“Togliete la deforestazione dal menu” è uno slogan efficace, ma ha un difetto potenzialmente fatale – sono solo parole. E per carità, non fraintendeteci: vero che la penna ferisce più della spada e ogni parola può pesare come un macigno e tutto un po’, ma resta innegabile che gli appelli, così formulati, rischiano di cadere su orecchie ostinatamente sorde. Meglio puntare sullo scioccante, sul diretto, sul visivo: lo sa bene Greenpeace, com’è evidente dalla sua ultima campagna contro McDonald’s.
Pane morbido, formaggio fuso, insalata e pomodori freschi, salse dal colore più che eloquente e una testa di koala: questi gli ingredienti del cosiddetto Koala Burger, la punta di diamante della più recente trovata di Greenpeace per denunciare il legame tra la produzione di carne bovina degli archi dorati e la distruzione degli habitat di questi particolari animali.
La reazione del pubblico e di McDonald’s
Uno studio dell’organizzazione ha reso manifesto che ogni anno vengono distrutti 130 mila ettari di habitat a rischio di estinzione per fare spazio agli allevamenti – ricordiamo, tra parentesi, che i bovini sono notoriamente i più inquinanti – che eventualmente forniscono i punti vendita del colosso a stelle e strisce.

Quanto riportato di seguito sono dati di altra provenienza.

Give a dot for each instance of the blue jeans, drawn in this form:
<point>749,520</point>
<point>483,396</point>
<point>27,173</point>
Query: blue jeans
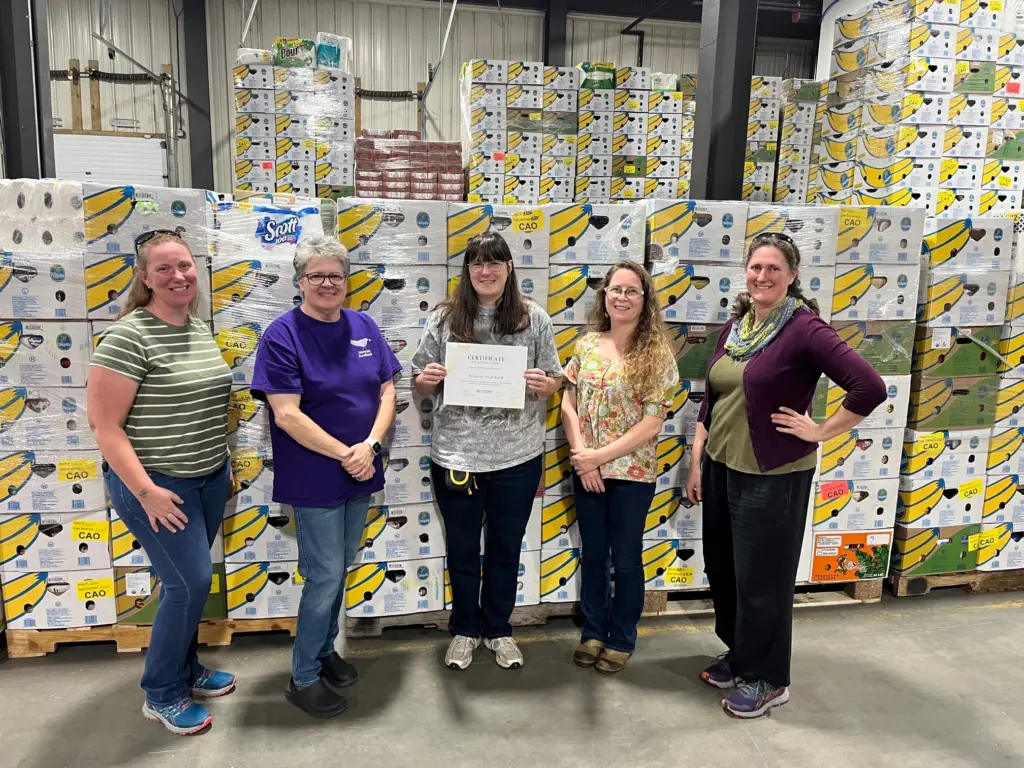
<point>329,539</point>
<point>612,521</point>
<point>181,560</point>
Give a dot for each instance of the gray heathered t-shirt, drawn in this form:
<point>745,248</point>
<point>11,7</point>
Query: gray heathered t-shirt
<point>485,439</point>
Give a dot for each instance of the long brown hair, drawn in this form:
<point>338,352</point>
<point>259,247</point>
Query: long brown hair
<point>784,245</point>
<point>139,294</point>
<point>648,355</point>
<point>460,309</point>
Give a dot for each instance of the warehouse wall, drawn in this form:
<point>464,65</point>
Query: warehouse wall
<point>144,29</point>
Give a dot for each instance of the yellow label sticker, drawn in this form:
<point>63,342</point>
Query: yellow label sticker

La campagna di Greenpeace, come abbiamo lasciato intendere, è stata declinata in più vie: qualche settimana fa un gruppo di sei attivisti vestiti da marsupiali si sono arrampicati sull’insegna di un punto vendita in quel di Melbourne, srotolando uno striscione che recitava “Togliete la deforestazione dal menu”. A muovere gli ingranaggi, però, è stato anche e soprattutto il Koala Burger, presentato con un breve video caricato sui canali social dell’organizzazione e su YouTube.

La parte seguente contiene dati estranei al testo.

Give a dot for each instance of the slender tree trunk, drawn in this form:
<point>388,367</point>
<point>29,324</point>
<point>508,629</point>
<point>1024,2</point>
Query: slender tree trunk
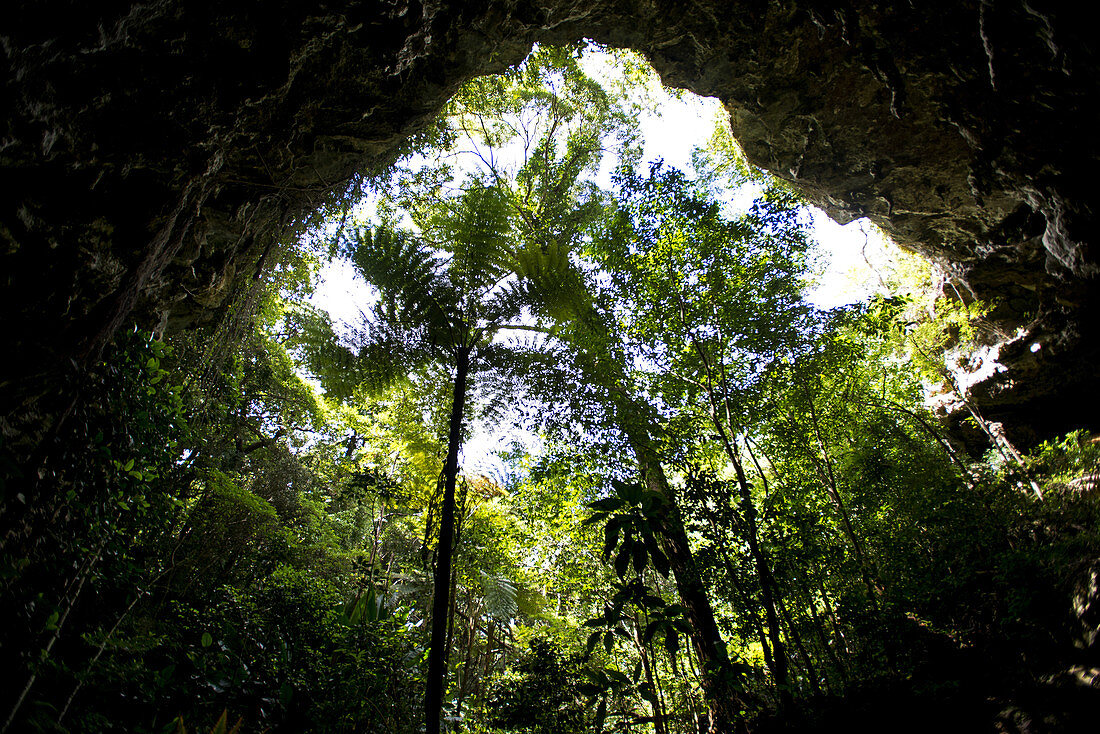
<point>441,585</point>
<point>723,699</point>
<point>832,488</point>
<point>795,639</point>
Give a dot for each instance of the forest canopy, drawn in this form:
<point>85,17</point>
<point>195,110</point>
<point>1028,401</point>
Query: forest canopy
<point>721,506</point>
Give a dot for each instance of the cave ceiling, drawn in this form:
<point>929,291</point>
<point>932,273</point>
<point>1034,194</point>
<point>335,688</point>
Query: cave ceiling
<point>151,153</point>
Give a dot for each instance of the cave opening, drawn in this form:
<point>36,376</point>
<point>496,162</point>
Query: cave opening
<point>173,511</point>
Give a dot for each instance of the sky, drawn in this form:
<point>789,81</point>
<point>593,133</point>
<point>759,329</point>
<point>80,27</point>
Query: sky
<point>849,254</point>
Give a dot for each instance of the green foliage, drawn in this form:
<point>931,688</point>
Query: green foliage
<point>542,694</point>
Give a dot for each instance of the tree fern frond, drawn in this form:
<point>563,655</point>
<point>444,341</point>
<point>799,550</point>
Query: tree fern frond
<point>501,595</point>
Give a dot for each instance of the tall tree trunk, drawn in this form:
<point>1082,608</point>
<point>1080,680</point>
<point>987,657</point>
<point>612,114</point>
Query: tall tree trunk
<point>717,676</point>
<point>441,585</point>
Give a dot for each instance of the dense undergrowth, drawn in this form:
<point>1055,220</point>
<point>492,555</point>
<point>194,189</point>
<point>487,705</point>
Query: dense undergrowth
<point>739,512</point>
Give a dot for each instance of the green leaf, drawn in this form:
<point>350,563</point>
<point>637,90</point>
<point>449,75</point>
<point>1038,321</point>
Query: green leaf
<point>593,641</point>
<point>623,559</point>
<point>639,557</point>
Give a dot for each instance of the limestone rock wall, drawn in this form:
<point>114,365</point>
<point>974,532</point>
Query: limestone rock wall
<point>152,152</point>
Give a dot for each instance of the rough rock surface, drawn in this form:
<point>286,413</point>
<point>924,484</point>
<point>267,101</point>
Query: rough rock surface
<point>152,152</point>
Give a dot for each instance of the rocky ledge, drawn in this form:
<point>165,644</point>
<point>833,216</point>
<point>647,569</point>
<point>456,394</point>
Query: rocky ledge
<point>153,153</point>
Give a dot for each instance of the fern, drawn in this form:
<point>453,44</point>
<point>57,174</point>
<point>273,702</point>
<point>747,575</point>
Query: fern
<point>501,596</point>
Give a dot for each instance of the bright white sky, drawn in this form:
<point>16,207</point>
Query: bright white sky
<point>846,253</point>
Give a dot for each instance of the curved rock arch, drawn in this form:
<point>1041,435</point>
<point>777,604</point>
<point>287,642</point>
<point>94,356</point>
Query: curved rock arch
<point>151,152</point>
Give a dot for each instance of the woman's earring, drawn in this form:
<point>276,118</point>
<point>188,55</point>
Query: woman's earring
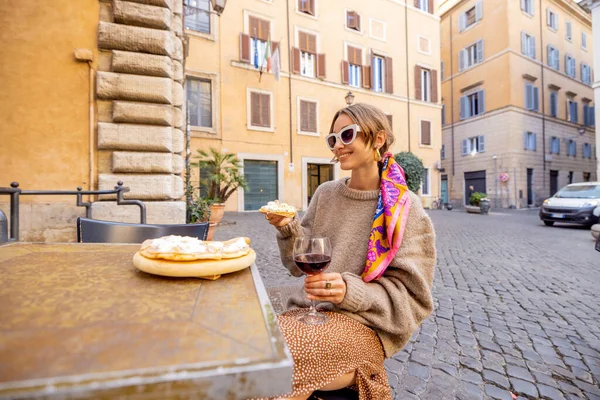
<point>377,155</point>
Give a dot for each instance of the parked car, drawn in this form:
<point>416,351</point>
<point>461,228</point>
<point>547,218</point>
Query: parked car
<point>577,203</point>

Una trovata certamente cruda, e probabilmente proprio per questo particolarmente efficace: molti consumatori australiani, scioccati dalle rivelazioni di Greenpeace, hanno fatto fronte comune e chiesto a McDonald’s di adottare misure più concrete per proteggere le foreste australiane.

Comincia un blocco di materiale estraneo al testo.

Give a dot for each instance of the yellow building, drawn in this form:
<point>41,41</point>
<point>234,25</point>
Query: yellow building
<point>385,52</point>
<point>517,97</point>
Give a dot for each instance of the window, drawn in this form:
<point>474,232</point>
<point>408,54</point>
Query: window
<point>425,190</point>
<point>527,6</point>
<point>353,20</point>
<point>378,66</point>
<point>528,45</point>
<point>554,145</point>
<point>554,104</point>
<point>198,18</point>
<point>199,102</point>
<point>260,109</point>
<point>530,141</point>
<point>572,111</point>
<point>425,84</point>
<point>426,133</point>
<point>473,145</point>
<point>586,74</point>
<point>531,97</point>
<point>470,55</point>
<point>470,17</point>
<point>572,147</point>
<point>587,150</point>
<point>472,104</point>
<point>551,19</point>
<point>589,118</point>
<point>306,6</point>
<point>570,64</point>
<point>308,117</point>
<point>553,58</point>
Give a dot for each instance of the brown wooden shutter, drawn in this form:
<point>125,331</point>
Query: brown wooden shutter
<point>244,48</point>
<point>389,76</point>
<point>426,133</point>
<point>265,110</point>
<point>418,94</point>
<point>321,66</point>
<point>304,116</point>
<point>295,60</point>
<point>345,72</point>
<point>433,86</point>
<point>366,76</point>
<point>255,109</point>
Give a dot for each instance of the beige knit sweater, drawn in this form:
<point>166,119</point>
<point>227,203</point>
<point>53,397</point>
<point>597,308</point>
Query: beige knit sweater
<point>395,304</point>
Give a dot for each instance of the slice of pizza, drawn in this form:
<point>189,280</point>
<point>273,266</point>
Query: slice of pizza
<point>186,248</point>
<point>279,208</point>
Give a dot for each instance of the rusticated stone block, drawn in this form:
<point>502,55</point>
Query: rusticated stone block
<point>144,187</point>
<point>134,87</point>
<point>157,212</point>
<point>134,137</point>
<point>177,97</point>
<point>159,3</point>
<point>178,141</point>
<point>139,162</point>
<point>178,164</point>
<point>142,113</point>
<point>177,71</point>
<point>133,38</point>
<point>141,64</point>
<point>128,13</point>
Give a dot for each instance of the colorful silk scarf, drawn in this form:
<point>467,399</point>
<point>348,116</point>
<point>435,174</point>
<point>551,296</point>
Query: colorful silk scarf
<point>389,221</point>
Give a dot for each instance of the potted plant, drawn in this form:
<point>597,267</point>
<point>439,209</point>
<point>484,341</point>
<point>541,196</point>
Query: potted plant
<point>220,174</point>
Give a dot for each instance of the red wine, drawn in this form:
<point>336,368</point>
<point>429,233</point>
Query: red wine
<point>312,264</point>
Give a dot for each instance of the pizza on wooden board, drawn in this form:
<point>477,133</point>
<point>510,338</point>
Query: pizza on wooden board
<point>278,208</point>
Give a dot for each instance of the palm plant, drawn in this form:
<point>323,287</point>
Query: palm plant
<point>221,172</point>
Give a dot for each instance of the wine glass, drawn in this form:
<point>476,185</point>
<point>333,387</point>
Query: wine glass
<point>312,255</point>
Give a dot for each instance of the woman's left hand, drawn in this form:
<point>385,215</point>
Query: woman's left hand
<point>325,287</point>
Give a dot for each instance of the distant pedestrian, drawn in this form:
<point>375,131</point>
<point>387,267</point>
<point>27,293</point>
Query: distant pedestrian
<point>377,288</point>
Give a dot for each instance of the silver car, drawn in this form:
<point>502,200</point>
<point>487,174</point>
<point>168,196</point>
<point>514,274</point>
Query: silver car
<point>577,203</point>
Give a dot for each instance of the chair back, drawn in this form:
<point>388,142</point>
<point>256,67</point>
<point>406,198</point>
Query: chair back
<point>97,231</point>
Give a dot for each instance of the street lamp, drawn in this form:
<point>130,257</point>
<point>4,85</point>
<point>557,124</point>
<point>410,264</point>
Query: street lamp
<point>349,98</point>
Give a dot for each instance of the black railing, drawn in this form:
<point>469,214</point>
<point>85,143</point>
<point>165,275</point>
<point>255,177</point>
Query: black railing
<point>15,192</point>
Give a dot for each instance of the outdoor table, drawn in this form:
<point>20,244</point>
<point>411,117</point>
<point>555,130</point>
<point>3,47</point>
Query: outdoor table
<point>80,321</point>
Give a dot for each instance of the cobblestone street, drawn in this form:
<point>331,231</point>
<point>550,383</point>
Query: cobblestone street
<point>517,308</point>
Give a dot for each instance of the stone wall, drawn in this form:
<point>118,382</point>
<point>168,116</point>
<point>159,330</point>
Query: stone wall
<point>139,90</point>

La risposta del colosso dagli archi dorati non si è fatta attendere: l’azienda ha fiaccamente dichiarato di essere già impegnata a ridurre l’impatto ambientale delle proprie attività, e anche di avere già dato il semaforo verde ad alcune iniziative per promuovere la sostenibilità nella propria catena di approvvigionamento. Cos’è che dicevamo, in apertura di articolo, sulle parole?